Sustaining Rabi oscillations by using a phase-tunable image drive

TL;DR

This paper investigates how phase-tunable image drives can sustain Rabi oscillations in magnetic systems, analyzing decoherence mechanisms and demonstrating conditions for long-lasting oscillations through numerical and analytical models.

Contribution

It introduces a detailed microscopic analysis of sustained Rabi oscillations using phase-tunable image drives, combining models of magnetic moments and their interactions with environments.

Findings

Sustained Rabi oscillations occur at Floquet resonance conditions.

Decoherence and many-body interactions cause decay of oscillations.

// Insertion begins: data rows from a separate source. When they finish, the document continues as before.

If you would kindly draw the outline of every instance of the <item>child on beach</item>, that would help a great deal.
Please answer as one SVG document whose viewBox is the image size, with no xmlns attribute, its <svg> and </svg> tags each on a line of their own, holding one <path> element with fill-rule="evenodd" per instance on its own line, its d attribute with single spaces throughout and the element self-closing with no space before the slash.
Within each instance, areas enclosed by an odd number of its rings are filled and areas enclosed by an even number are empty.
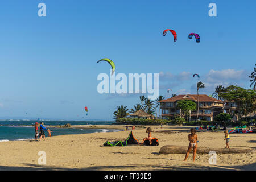
<svg viewBox="0 0 256 182">
<path fill-rule="evenodd" d="M 228 130 L 225 130 L 224 131 L 225 133 L 225 139 L 224 140 L 226 140 L 226 147 L 225 148 L 229 148 L 229 131 Z"/>
<path fill-rule="evenodd" d="M 154 131 L 152 131 L 151 127 L 148 127 L 147 129 L 146 129 L 146 133 L 147 133 L 148 136 L 144 138 L 142 142 L 140 144 L 143 144 L 144 142 L 145 142 L 146 139 L 148 139 L 150 141 L 150 145 L 152 144 L 152 135 L 151 135 L 152 132 L 154 132 Z"/>
<path fill-rule="evenodd" d="M 195 129 L 191 129 L 190 131 L 191 131 L 191 134 L 188 135 L 188 140 L 189 141 L 189 145 L 188 146 L 188 150 L 187 151 L 187 154 L 184 161 L 187 160 L 189 152 L 193 148 L 193 162 L 195 162 L 195 159 L 196 159 L 196 150 L 197 149 L 197 135 L 196 134 Z"/>
</svg>

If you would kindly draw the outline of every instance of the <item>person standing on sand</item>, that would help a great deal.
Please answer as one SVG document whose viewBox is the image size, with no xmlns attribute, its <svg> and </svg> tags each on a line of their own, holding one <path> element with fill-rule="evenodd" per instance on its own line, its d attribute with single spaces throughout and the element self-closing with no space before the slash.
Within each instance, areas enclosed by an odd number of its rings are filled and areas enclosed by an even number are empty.
<svg viewBox="0 0 256 182">
<path fill-rule="evenodd" d="M 195 162 L 196 159 L 196 150 L 197 149 L 197 135 L 196 134 L 196 129 L 191 129 L 191 134 L 188 135 L 188 140 L 189 141 L 189 145 L 188 146 L 188 151 L 187 151 L 185 159 L 183 161 L 186 161 L 188 159 L 188 155 L 193 148 L 193 162 Z"/>
<path fill-rule="evenodd" d="M 154 131 L 152 131 L 151 127 L 148 127 L 147 129 L 146 129 L 146 133 L 148 134 L 148 137 L 144 138 L 142 142 L 140 143 L 140 144 L 143 144 L 144 142 L 145 142 L 146 139 L 148 139 L 150 141 L 150 145 L 152 144 L 152 135 L 151 135 L 152 132 L 154 132 Z"/>
<path fill-rule="evenodd" d="M 41 133 L 41 135 L 40 136 L 39 141 L 41 140 L 42 136 L 44 138 L 44 141 L 46 140 L 46 134 L 44 134 L 44 130 L 47 131 L 47 129 L 44 127 L 44 123 L 42 122 L 40 125 L 40 130 Z"/>
<path fill-rule="evenodd" d="M 230 138 L 229 138 L 229 131 L 225 130 L 224 131 L 224 133 L 225 133 L 224 140 L 226 140 L 226 147 L 225 148 L 229 148 L 229 143 Z"/>
<path fill-rule="evenodd" d="M 35 123 L 35 141 L 38 140 L 38 123 L 36 122 Z"/>
</svg>

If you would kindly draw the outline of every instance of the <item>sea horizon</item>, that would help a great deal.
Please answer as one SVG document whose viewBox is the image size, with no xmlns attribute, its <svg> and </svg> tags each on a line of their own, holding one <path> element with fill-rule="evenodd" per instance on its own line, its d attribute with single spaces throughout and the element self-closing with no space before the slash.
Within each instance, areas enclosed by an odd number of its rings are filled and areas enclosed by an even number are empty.
<svg viewBox="0 0 256 182">
<path fill-rule="evenodd" d="M 57 128 L 57 125 L 64 125 L 70 123 L 72 125 L 110 125 L 113 122 L 109 121 L 44 121 L 44 126 L 49 127 L 52 136 L 59 136 L 70 134 L 81 134 L 101 132 L 116 132 L 121 130 L 108 129 L 76 129 Z M 33 125 L 37 122 L 32 121 L 1 121 L 0 120 L 0 142 L 9 141 L 22 141 L 33 140 L 35 136 L 35 129 Z M 48 127 L 49 126 L 49 127 Z M 52 126 L 52 127 L 51 127 Z M 53 127 L 52 127 L 53 126 Z M 46 136 L 48 134 L 46 133 Z"/>
</svg>

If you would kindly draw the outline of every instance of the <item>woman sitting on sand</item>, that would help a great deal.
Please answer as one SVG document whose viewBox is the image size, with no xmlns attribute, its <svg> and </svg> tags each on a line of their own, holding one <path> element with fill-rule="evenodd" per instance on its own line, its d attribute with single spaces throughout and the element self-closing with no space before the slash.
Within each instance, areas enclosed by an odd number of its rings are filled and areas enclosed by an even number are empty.
<svg viewBox="0 0 256 182">
<path fill-rule="evenodd" d="M 186 161 L 188 159 L 188 155 L 193 148 L 193 162 L 195 162 L 196 159 L 196 150 L 197 149 L 197 135 L 196 134 L 196 129 L 191 129 L 191 134 L 188 135 L 188 140 L 189 141 L 189 145 L 188 146 L 188 151 L 187 151 L 186 156 L 184 161 Z"/>
<path fill-rule="evenodd" d="M 151 127 L 148 127 L 147 129 L 146 129 L 146 133 L 148 134 L 148 137 L 146 137 L 143 139 L 143 140 L 140 144 L 142 144 L 144 143 L 144 142 L 146 141 L 146 139 L 148 139 L 150 143 L 150 144 L 152 144 L 152 135 L 151 135 L 151 132 L 154 132 L 154 131 L 152 131 Z"/>
</svg>

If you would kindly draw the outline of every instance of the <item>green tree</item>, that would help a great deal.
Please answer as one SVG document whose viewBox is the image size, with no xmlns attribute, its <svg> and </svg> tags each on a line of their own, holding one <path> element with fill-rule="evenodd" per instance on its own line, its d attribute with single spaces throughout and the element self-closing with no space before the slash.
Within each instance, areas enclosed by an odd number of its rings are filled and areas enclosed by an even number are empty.
<svg viewBox="0 0 256 182">
<path fill-rule="evenodd" d="M 124 118 L 128 115 L 128 109 L 126 109 L 127 106 L 121 105 L 117 106 L 117 110 L 114 112 L 114 119 L 119 119 Z"/>
<path fill-rule="evenodd" d="M 256 66 L 256 64 L 255 64 Z M 251 87 L 253 84 L 254 85 L 253 86 L 253 90 L 256 91 L 256 68 L 254 68 L 254 71 L 251 73 L 251 75 L 249 76 L 249 78 L 251 78 L 250 81 L 251 82 L 251 85 L 250 85 L 250 87 Z"/>
<path fill-rule="evenodd" d="M 214 117 L 215 121 L 230 121 L 231 120 L 231 115 L 228 113 L 220 113 Z"/>
<path fill-rule="evenodd" d="M 131 113 L 135 113 L 137 111 L 143 109 L 143 107 L 139 104 L 137 104 L 136 105 L 133 106 L 133 107 L 134 109 L 131 109 Z"/>
<path fill-rule="evenodd" d="M 191 100 L 180 100 L 177 101 L 177 109 L 181 110 L 181 118 L 187 116 L 188 121 L 188 116 L 190 117 L 190 111 L 196 110 L 196 104 Z"/>
<path fill-rule="evenodd" d="M 139 100 L 141 100 L 142 106 L 143 105 L 143 102 L 146 100 L 146 98 L 144 96 L 139 96 Z"/>
<path fill-rule="evenodd" d="M 149 109 L 154 109 L 154 101 L 151 101 L 150 99 L 146 98 L 143 105 L 144 105 L 144 109 L 145 110 L 148 110 Z"/>
<path fill-rule="evenodd" d="M 164 100 L 164 97 L 163 97 L 163 96 L 159 96 L 159 97 L 158 97 L 158 98 L 155 100 L 155 104 L 156 105 L 155 106 L 155 110 L 156 110 L 155 113 L 156 114 L 156 117 L 157 117 L 156 109 L 158 107 L 159 107 L 159 111 L 158 112 L 158 118 L 160 118 L 160 102 L 159 102 L 159 101 L 163 101 L 163 100 Z"/>
<path fill-rule="evenodd" d="M 197 82 L 197 114 L 196 115 L 196 121 L 198 121 L 198 115 L 199 114 L 199 107 L 200 107 L 200 105 L 199 105 L 199 90 L 200 89 L 203 89 L 205 88 L 204 86 L 204 84 L 203 84 L 202 83 L 202 82 L 199 81 L 199 82 Z"/>
<path fill-rule="evenodd" d="M 218 100 L 222 100 L 222 98 L 220 96 L 221 93 L 224 93 L 225 90 L 225 87 L 222 86 L 222 85 L 218 85 L 215 88 L 215 92 L 212 94 L 212 96 L 213 98 L 218 98 Z"/>
</svg>

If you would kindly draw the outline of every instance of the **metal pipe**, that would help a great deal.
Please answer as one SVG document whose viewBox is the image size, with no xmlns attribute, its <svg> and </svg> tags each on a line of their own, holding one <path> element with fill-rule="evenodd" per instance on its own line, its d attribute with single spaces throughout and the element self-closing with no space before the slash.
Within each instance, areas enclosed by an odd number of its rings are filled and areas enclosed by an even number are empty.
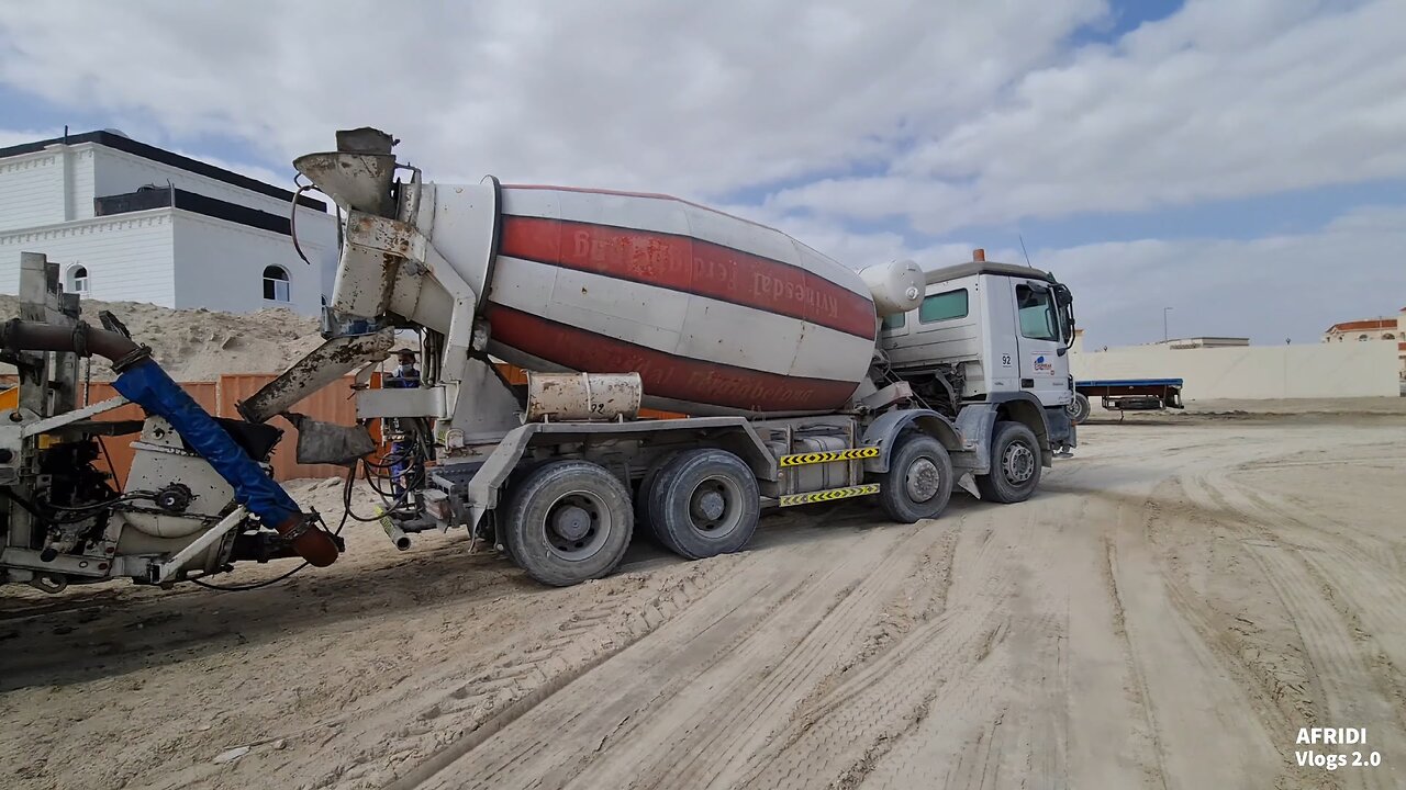
<svg viewBox="0 0 1406 790">
<path fill-rule="evenodd" d="M 315 529 L 309 516 L 298 509 L 283 486 L 269 478 L 229 433 L 166 375 L 150 358 L 150 349 L 136 344 L 125 335 L 93 329 L 83 322 L 69 328 L 20 319 L 0 325 L 0 346 L 11 351 L 67 351 L 80 357 L 107 357 L 112 361 L 112 370 L 121 374 L 114 382 L 117 391 L 148 413 L 170 420 L 201 458 L 229 482 L 236 495 L 247 499 L 245 505 L 288 538 L 299 557 L 319 568 L 336 561 L 339 550 L 332 536 Z"/>
<path fill-rule="evenodd" d="M 10 319 L 0 326 L 0 346 L 15 351 L 67 351 L 80 357 L 97 354 L 111 360 L 117 373 L 122 373 L 117 367 L 118 363 L 127 363 L 125 367 L 129 367 L 149 356 L 149 351 L 141 354 L 142 347 L 131 337 L 107 329 L 94 329 L 83 322 L 77 326 L 59 326 Z"/>
<path fill-rule="evenodd" d="M 391 538 L 391 543 L 395 544 L 395 548 L 401 551 L 409 548 L 411 536 L 405 534 L 405 530 L 395 526 L 395 520 L 391 519 L 391 514 L 385 512 L 385 507 L 381 507 L 380 510 L 381 510 L 381 529 L 385 530 L 385 537 Z"/>
</svg>

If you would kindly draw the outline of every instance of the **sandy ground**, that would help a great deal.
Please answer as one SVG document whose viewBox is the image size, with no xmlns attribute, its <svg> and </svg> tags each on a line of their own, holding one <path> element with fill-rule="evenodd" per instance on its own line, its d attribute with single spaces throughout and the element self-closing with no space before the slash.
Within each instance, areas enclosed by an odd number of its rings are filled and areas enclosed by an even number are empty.
<svg viewBox="0 0 1406 790">
<path fill-rule="evenodd" d="M 747 552 L 641 545 L 565 590 L 461 534 L 395 552 L 359 526 L 337 565 L 256 592 L 8 595 L 0 776 L 1400 787 L 1406 419 L 1353 410 L 1094 423 L 1022 505 L 817 506 Z M 1299 727 L 1365 727 L 1381 765 L 1299 768 Z"/>
</svg>

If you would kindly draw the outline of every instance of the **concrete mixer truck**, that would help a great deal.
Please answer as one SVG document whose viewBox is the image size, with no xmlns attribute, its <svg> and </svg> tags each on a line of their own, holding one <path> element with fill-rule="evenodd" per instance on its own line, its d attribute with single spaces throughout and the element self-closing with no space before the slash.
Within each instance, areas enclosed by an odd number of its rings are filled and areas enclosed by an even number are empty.
<svg viewBox="0 0 1406 790">
<path fill-rule="evenodd" d="M 245 427 L 214 429 L 264 450 L 262 432 L 284 415 L 299 461 L 367 462 L 363 427 L 292 413 L 354 374 L 359 417 L 402 432 L 399 455 L 377 467 L 412 470 L 380 519 L 399 547 L 465 527 L 564 586 L 609 574 L 641 534 L 689 559 L 738 551 L 773 507 L 870 496 L 914 523 L 941 514 L 955 485 L 1021 502 L 1076 446 L 1064 409 L 1073 298 L 1049 273 L 980 250 L 948 268 L 855 271 L 666 195 L 437 184 L 396 163 L 395 143 L 344 131 L 336 150 L 294 162 L 304 188 L 346 214 L 326 342 L 239 403 Z M 367 387 L 405 330 L 420 337 L 419 385 Z M 160 444 L 153 430 L 165 430 L 179 446 L 172 427 L 148 425 L 143 441 Z M 202 484 L 214 477 L 198 471 Z M 163 472 L 174 477 L 152 472 L 143 488 L 184 496 L 172 486 L 194 472 Z M 143 559 L 117 565 L 145 568 L 129 574 L 138 581 L 198 578 L 254 551 L 252 534 L 264 557 L 307 557 L 284 544 L 328 537 L 253 488 L 186 524 L 184 544 L 136 541 Z M 270 514 L 231 523 L 236 503 Z M 328 545 L 312 548 L 316 564 L 330 561 Z M 24 557 L 21 575 L 35 564 Z"/>
</svg>

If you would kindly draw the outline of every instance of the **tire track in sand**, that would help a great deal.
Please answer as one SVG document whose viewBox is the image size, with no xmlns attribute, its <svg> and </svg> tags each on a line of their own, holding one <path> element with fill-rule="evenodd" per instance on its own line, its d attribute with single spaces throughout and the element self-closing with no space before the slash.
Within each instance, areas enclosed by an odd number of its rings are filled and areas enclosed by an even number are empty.
<svg viewBox="0 0 1406 790">
<path fill-rule="evenodd" d="M 735 786 L 738 758 L 766 742 L 824 678 L 863 649 L 884 602 L 900 593 L 918 572 L 920 558 L 950 533 L 943 522 L 914 529 L 853 590 L 842 590 L 839 603 L 794 647 L 728 655 L 651 711 L 650 727 L 621 734 L 621 745 L 572 786 Z"/>
<path fill-rule="evenodd" d="M 1331 590 L 1324 590 L 1324 583 L 1313 576 L 1302 555 L 1264 524 L 1254 503 L 1239 495 L 1226 475 L 1223 470 L 1208 472 L 1197 478 L 1197 485 L 1202 496 L 1239 516 L 1243 534 L 1261 538 L 1246 541 L 1246 547 L 1298 631 L 1317 690 L 1316 707 L 1323 711 L 1320 724 L 1365 727 L 1375 744 L 1406 742 L 1400 711 L 1389 701 L 1391 679 L 1372 671 L 1362 655 L 1362 642 L 1330 603 Z M 1284 732 L 1282 742 L 1289 744 L 1295 732 Z M 1347 787 L 1385 790 L 1398 786 L 1391 770 L 1379 769 L 1341 770 L 1337 779 Z"/>
<path fill-rule="evenodd" d="M 685 693 L 710 668 L 734 654 L 744 662 L 762 658 L 787 635 L 800 638 L 910 531 L 832 536 L 792 547 L 780 565 L 769 552 L 758 552 L 728 585 L 416 786 L 565 786 L 606 746 L 627 741 L 643 720 L 648 718 L 650 727 L 662 725 L 658 707 Z"/>
<path fill-rule="evenodd" d="M 998 526 L 984 534 L 966 530 L 957 544 L 946 611 L 863 665 L 815 708 L 801 711 L 768 748 L 752 755 L 742 786 L 853 786 L 869 772 L 886 770 L 883 766 L 894 762 L 910 739 L 917 744 L 925 723 L 959 714 L 957 706 L 974 711 L 974 721 L 998 720 L 1002 675 L 997 662 L 987 662 L 990 669 L 983 662 L 1012 627 L 1011 614 L 1002 609 L 1012 595 L 1019 595 L 1021 579 L 1029 572 L 1019 559 L 1049 557 L 1049 530 L 1035 529 L 1033 507 L 1021 510 L 1021 524 Z M 1019 510 L 1000 510 L 1014 512 Z M 974 673 L 977 668 L 980 673 Z M 905 752 L 898 765 L 934 768 L 931 762 L 911 762 Z"/>
</svg>

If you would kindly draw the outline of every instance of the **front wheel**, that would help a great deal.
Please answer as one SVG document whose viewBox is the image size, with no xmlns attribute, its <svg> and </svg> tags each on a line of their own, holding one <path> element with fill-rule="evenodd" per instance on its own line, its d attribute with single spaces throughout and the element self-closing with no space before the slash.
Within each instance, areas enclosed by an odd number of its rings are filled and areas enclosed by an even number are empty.
<svg viewBox="0 0 1406 790">
<path fill-rule="evenodd" d="M 879 506 L 894 522 L 936 519 L 952 499 L 952 457 L 927 434 L 910 436 L 889 458 L 879 488 Z"/>
<path fill-rule="evenodd" d="M 1040 444 L 1025 423 L 998 422 L 991 436 L 991 471 L 977 475 L 981 499 L 1025 502 L 1040 484 Z"/>
<path fill-rule="evenodd" d="M 599 579 L 630 547 L 630 492 L 603 467 L 554 461 L 524 477 L 508 506 L 508 555 L 533 579 L 565 588 Z"/>
</svg>

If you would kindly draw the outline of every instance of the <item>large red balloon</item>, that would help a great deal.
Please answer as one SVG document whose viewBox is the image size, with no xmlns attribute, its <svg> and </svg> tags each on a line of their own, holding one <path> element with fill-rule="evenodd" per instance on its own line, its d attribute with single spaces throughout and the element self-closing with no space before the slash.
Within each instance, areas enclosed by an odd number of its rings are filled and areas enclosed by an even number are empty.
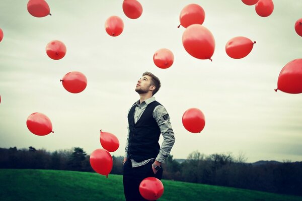
<svg viewBox="0 0 302 201">
<path fill-rule="evenodd" d="M 253 49 L 254 44 L 248 38 L 238 36 L 230 40 L 225 45 L 226 54 L 233 59 L 241 59 L 247 56 Z"/>
<path fill-rule="evenodd" d="M 302 18 L 297 20 L 294 24 L 294 30 L 299 36 L 302 36 Z M 0 39 L 1 38 L 0 37 Z M 1 40 L 0 40 L 0 41 L 1 41 Z"/>
<path fill-rule="evenodd" d="M 2 29 L 0 28 L 0 42 L 1 42 L 1 41 L 3 39 L 3 31 L 2 31 Z"/>
<path fill-rule="evenodd" d="M 119 141 L 114 135 L 110 133 L 102 132 L 100 134 L 100 142 L 103 148 L 109 152 L 113 152 L 118 149 Z"/>
<path fill-rule="evenodd" d="M 157 178 L 147 177 L 140 182 L 139 190 L 143 198 L 148 200 L 155 200 L 164 193 L 164 185 Z"/>
<path fill-rule="evenodd" d="M 123 11 L 126 16 L 130 19 L 138 18 L 142 13 L 142 7 L 136 0 L 124 0 Z"/>
<path fill-rule="evenodd" d="M 90 155 L 89 161 L 94 171 L 108 177 L 112 169 L 113 161 L 112 157 L 107 150 L 96 149 Z"/>
<path fill-rule="evenodd" d="M 63 42 L 58 41 L 51 41 L 46 45 L 46 54 L 54 60 L 61 59 L 66 54 L 66 46 Z"/>
<path fill-rule="evenodd" d="M 302 93 L 302 59 L 288 62 L 281 70 L 278 78 L 278 88 L 289 93 Z"/>
<path fill-rule="evenodd" d="M 254 5 L 258 2 L 259 0 L 241 0 L 244 4 L 248 6 Z"/>
<path fill-rule="evenodd" d="M 182 43 L 189 54 L 200 59 L 210 59 L 215 50 L 215 40 L 208 29 L 201 25 L 189 26 L 182 35 Z"/>
<path fill-rule="evenodd" d="M 124 30 L 124 22 L 118 16 L 111 16 L 105 22 L 105 30 L 111 36 L 117 36 Z"/>
<path fill-rule="evenodd" d="M 274 3 L 272 0 L 259 0 L 255 6 L 255 10 L 259 16 L 269 16 L 274 11 Z"/>
<path fill-rule="evenodd" d="M 87 78 L 82 72 L 69 72 L 60 81 L 64 88 L 70 93 L 78 93 L 83 91 L 87 86 Z"/>
<path fill-rule="evenodd" d="M 49 7 L 44 0 L 29 0 L 27 3 L 27 11 L 30 15 L 37 18 L 51 15 Z"/>
<path fill-rule="evenodd" d="M 205 18 L 205 14 L 203 9 L 198 5 L 191 4 L 186 6 L 181 10 L 179 15 L 179 21 L 181 26 L 186 28 L 194 24 L 202 25 Z"/>
<path fill-rule="evenodd" d="M 174 55 L 172 52 L 168 49 L 160 49 L 154 53 L 153 61 L 159 68 L 168 68 L 173 64 Z"/>
<path fill-rule="evenodd" d="M 188 131 L 200 133 L 205 125 L 205 118 L 202 112 L 197 108 L 187 110 L 182 117 L 182 123 Z"/>
<path fill-rule="evenodd" d="M 42 113 L 34 113 L 28 116 L 26 126 L 28 130 L 35 135 L 43 136 L 53 133 L 50 120 Z"/>
</svg>

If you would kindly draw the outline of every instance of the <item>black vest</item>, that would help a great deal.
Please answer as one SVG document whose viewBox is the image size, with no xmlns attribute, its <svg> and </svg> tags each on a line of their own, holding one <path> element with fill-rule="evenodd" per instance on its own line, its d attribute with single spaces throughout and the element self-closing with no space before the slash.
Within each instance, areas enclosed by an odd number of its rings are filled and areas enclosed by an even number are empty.
<svg viewBox="0 0 302 201">
<path fill-rule="evenodd" d="M 153 111 L 159 102 L 154 101 L 148 104 L 140 118 L 134 124 L 134 112 L 137 106 L 134 104 L 128 114 L 129 141 L 128 157 L 136 162 L 156 158 L 160 152 L 159 140 L 161 129 L 153 118 Z"/>
</svg>

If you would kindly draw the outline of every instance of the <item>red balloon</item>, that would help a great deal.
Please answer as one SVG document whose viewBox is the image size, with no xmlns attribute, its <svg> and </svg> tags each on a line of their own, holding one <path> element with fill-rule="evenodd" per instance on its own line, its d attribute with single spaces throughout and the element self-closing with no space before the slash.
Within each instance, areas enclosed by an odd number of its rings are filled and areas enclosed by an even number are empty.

Simulation reveals complex dynamics and energy correlations in driven magnetic systems.

Abstract

Recent electron spin resonance experiments on CaWO$_4$:Gd$^{3+}$ and on other magnetic impurities have demonstrated that sustained Rabi oscillations can be created by driving a magnetic moment with a microwave field frequency slightly larger than the Larmor frequency and tuned to the Floquet resonance together with another microwave field (image drive). These observations are confirmed by the new experimental results reported in this paper. We investigate several mechanisms of decoherence and dissipation by using a combination of numerical and analytical techniques. The first microscopic model describes a magnetic moment in external magnetic fields, interacting with a bath of two-level systems acting as a source of decoherence and dissipation. The second model describes a collection of the identical, interacting magnetics moments, all subject to the same magnetic fields. In this case, the many-body interactions causes a decay of the Rabi oscillations. In addition, we also study the effect of the inhomogeneity of the microwave radiation on the decay of the Rabi oscillations. Our simulation results show that the dynamics of a magnetic moment subject to the two microwave fields with different frequencies and in contact with an environment is highly nontrivial. We show that under appropriate conditions, and in particular at the Floquet resonance, the magnetization exhibits sustained Rabi oscillations, in some cases with additional beatings. Although these two microscopic models separately describe the experimental data well, a simulation study that simultaneously accounts for both types of interactions is currently prohibitively costly. To gain further insight into the microscopic dynamics of these two different models, we study the time dependence of the bath and system energy and of the correlations of the spins, data that is not readily accessible experimentally.